A makeshift memorial with dozens of bouquets, signs and flags of the U.S. and other countries was assembled nearby — one of several memorials around the country for the fallen president.

"John F. Kennedy has been gone nearly as long as he lived, yet the memory of him still brings pride to our nation and a feeling of loss that defies the passing of years," President Bush said in a written statement.

Near Washington, Kennedy family members gathered at Arlington National Cemetery early in the day to pray beside the eternal flame that marks the president's grave.

Kennedy's daughter, Caroline Kennedy, her husband and children, and Kennedy's brother, Sen. Edward M. Kennedy, D-Mass., were joined by Cardinal Theodore McCarrick, archbishop of Washington.
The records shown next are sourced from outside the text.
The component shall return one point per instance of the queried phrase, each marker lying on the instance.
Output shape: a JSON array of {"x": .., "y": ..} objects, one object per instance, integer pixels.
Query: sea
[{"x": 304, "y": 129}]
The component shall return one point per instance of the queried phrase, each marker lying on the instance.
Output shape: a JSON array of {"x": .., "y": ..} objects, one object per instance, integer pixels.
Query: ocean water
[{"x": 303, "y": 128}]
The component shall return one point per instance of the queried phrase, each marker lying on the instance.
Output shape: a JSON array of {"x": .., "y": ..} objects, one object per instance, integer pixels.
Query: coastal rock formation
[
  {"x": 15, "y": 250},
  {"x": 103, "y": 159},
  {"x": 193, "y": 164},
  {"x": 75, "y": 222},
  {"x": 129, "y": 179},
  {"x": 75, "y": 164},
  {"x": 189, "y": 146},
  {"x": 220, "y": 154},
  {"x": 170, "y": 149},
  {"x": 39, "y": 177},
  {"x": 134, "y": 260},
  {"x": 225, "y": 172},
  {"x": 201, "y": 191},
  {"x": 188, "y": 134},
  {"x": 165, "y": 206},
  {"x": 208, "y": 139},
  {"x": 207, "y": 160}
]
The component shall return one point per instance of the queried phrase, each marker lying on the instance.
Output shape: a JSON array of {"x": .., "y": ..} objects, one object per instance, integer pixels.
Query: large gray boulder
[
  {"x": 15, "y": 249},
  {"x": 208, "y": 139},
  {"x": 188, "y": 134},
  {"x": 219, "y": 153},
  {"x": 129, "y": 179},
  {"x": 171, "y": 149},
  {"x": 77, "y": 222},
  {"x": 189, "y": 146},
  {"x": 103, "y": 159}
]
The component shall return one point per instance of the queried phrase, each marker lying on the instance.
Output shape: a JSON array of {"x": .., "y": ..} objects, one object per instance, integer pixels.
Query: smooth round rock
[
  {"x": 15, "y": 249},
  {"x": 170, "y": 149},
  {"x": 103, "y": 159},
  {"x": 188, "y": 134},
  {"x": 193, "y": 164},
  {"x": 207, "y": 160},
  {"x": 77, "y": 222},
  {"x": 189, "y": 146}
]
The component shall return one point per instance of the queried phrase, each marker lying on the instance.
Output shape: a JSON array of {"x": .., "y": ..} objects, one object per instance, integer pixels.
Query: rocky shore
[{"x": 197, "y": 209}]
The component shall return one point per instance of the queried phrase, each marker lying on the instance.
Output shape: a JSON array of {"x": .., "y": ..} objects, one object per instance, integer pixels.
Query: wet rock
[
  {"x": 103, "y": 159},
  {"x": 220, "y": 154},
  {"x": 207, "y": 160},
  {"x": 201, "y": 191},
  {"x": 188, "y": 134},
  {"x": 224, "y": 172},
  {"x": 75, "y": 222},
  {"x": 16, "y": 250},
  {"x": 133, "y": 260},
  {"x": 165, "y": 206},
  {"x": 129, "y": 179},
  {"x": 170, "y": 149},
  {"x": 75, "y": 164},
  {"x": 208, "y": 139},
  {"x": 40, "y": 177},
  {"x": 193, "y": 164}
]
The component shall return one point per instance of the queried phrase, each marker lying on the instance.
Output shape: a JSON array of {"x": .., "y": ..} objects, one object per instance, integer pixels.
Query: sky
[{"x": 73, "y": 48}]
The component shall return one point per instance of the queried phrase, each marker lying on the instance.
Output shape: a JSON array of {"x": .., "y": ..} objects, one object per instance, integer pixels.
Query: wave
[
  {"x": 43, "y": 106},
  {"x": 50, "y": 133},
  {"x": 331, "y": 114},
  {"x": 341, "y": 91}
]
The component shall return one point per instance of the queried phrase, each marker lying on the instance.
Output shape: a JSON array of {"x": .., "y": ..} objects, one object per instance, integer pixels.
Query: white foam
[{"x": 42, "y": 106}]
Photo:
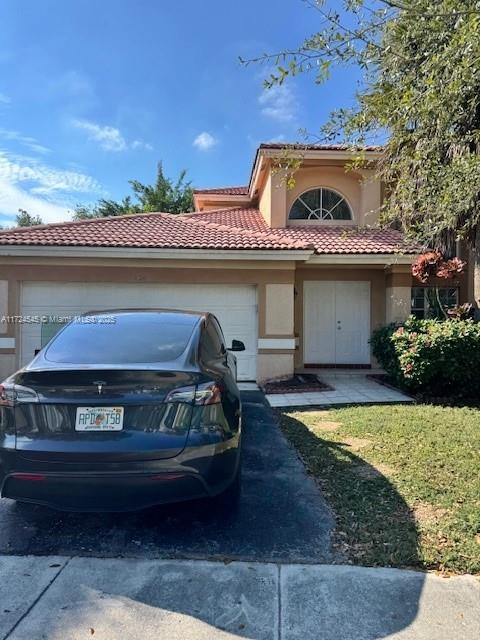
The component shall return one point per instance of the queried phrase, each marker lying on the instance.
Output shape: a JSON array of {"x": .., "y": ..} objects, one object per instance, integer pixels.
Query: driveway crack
[
  {"x": 279, "y": 598},
  {"x": 37, "y": 599}
]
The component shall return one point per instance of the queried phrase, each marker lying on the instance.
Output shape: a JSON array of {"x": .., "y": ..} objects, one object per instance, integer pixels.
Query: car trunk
[{"x": 156, "y": 409}]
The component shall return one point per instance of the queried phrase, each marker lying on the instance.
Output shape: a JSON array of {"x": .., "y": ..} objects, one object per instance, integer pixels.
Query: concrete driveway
[
  {"x": 58, "y": 598},
  {"x": 281, "y": 517}
]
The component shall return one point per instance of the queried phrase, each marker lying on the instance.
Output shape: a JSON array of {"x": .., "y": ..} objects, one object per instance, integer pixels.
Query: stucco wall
[
  {"x": 362, "y": 192},
  {"x": 274, "y": 282}
]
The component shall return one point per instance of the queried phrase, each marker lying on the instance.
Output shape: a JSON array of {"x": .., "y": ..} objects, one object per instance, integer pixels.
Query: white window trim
[{"x": 319, "y": 221}]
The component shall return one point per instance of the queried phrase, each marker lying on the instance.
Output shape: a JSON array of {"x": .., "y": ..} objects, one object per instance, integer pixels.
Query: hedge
[{"x": 431, "y": 356}]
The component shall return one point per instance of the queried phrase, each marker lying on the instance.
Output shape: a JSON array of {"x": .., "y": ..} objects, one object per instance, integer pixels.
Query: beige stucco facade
[
  {"x": 279, "y": 288},
  {"x": 279, "y": 281}
]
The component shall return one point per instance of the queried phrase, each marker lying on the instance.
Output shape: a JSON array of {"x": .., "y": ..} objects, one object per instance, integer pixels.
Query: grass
[{"x": 403, "y": 482}]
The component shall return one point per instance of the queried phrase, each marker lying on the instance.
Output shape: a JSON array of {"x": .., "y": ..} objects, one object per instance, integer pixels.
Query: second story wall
[{"x": 359, "y": 188}]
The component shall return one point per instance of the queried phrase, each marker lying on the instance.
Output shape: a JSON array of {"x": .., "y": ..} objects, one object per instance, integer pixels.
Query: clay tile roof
[
  {"x": 317, "y": 147},
  {"x": 227, "y": 191},
  {"x": 227, "y": 229}
]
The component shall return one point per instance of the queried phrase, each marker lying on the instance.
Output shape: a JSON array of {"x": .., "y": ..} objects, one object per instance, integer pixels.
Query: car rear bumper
[
  {"x": 190, "y": 476},
  {"x": 105, "y": 492}
]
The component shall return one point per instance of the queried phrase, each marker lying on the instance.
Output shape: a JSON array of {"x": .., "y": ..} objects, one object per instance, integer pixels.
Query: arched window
[{"x": 320, "y": 204}]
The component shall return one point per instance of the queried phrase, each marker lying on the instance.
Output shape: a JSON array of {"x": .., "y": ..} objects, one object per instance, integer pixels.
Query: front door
[{"x": 336, "y": 323}]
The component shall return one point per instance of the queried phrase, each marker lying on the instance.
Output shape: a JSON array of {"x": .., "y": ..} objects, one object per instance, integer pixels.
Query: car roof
[{"x": 166, "y": 313}]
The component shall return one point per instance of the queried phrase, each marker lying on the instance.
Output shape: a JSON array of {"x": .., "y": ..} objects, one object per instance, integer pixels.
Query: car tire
[{"x": 231, "y": 496}]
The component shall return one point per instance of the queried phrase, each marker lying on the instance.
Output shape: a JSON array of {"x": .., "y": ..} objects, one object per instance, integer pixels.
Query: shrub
[{"x": 431, "y": 356}]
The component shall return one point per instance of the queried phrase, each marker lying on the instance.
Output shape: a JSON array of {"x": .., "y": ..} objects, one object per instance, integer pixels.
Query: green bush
[{"x": 431, "y": 356}]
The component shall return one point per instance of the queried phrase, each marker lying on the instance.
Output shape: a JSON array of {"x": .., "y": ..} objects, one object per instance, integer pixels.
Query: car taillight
[{"x": 10, "y": 395}]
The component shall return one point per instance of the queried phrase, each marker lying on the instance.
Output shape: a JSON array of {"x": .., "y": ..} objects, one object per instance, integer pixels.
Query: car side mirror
[{"x": 237, "y": 345}]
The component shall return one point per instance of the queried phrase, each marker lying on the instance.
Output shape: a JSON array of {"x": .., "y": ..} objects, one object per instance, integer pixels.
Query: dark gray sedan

The cemetery opened to the public after the family left. Many visitors left flowers, photographs of President Kennedy, poems and American flags.

"I felt I absolutely had to come," said Frank Papaycik of Haddonfield, N.J. "President Kennedy's death is the single most moving death in my life."

Washington-area resident Steve Prindle echoed the sentiments of many others on Saturday: "One always wonders what might have been."

The Senate, meeting in a rare Saturday session to debate a Medicare bill, paused at 12:30 p.m. for a moment of silence in honor of Kennedy.

Standing at Dealey Plaza in Dallas, Jim Johns remembered being in his seventh-grade class when the announcement of Kennedy's assassination came over the school intercom.

"It was devastating," said Johns, 52, of Houston. "My teacher started crying, all the girls started crying, all the boys started cursing the Russians — that's who we thought it was. It was terrible. We all wanted to go to war."